As we mentioned, there’s we expect some softness to continue in the branded product segment here in the first half of the year with that rebounding in the back half. But again, I think overall, we feel that it’s a realistic range based on what we know today. And again, it’s a team be working very diligently to exceed that. Pass it over to Michael.
Michael Benstock: Let me speak about each of the segments. So, what could create more upside to that? I’ll give some color to that portion of the question. BAMKO, as we’ve said, on previous calls, is accelerating their efforts with respect to recruiting sales representatives. So far, I can tell you this year, they’ve been very successful through the first two months, exceeding the number of reps that they’ve been able to create, in any two-month period in the past. So, if they can continue at the rate they are that could possibly help our branded products revenue in the second half of the year, beyond even our projections. TOG, which is our contact centers, we have employed some new sales strategies and some new sales talent.
That’s up to speed now and we believe that those strategies, which should they be more successful than we even have projected conservatively that could help us. And then, of course, on the healthcare apparel side, we’re launching DTC, and we’re being cautiously optimistic with respect to our level of success. But we realized there’s a ton of market share there to be taken. We have put together I think the Dream Team with respect to people who can execute on a DTC strategy, both from a branding side and a digital side, consumer-facing side, from the President on down in that organization. And they can be wildly more successful than we’ve projected. But we wanted to give realistic guidance based on more of the current economic conditions than what we might be wildly successful at in the future.
Tim Moore: That was very helpful car scenarios, and thanks for ending those details on the sales reps at BAMKO and DTC launch healthcare. For the contact centers, the office crews, how’s the call center in the Dominican Republic been ramping up since it opened in October?

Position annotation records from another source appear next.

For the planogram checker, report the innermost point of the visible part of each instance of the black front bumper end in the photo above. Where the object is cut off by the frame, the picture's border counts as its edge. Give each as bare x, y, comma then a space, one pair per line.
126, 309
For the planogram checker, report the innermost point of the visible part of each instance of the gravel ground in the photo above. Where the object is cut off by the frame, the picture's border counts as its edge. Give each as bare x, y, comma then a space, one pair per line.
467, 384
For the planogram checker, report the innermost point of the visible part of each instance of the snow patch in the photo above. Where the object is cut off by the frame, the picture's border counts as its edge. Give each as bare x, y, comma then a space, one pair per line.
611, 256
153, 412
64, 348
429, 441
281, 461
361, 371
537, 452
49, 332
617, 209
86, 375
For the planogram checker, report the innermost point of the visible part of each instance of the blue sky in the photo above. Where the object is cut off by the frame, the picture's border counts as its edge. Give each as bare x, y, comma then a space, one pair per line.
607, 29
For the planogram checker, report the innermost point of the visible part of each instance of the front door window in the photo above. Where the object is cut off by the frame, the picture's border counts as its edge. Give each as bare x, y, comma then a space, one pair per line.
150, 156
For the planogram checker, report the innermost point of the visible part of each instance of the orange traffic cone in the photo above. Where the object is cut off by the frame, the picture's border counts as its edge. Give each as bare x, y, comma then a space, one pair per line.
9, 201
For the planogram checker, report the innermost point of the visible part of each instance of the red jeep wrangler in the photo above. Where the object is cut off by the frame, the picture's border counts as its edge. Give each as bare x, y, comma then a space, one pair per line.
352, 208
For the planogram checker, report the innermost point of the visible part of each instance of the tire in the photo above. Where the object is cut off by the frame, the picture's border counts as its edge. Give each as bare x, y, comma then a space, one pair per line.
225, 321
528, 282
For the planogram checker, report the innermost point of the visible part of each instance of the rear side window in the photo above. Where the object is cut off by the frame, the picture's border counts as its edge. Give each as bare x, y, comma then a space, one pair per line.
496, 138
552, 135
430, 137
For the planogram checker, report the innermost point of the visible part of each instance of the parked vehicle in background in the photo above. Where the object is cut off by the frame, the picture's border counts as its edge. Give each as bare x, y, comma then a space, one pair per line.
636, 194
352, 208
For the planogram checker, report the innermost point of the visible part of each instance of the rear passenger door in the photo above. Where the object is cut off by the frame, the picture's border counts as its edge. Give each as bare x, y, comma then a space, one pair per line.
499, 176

Michael Benstock: Good question. That’s a beta site for us as every new call center is, especially when it’s in a new country. It has yet to prove that what it can do for us. It’s too early in the process, really, for us to fully understand whether it’s going to be as successful as we’ve been in Belize and El Salvador and Jamaica. We have plenty of capacity within all of our centers, because a great deal of our people are still working from home. And our customers, most of our customers, don’t mind them continuing to work from home. So, there’s less pressure on us to push the Dominican sooner than it needs to be pushed. Right now, we’re controlling our costs there, we’re doing a very slow ramp up to make sure that it is what we want it to be.
So, I’d say, we are operational in our building. I don’t know the exact number, I believe it’s less than 30 people right now, and doing a multitude of tasks for a multitude of customers. But give me about six more months ago, and I’ll be able to answer that question more definitively.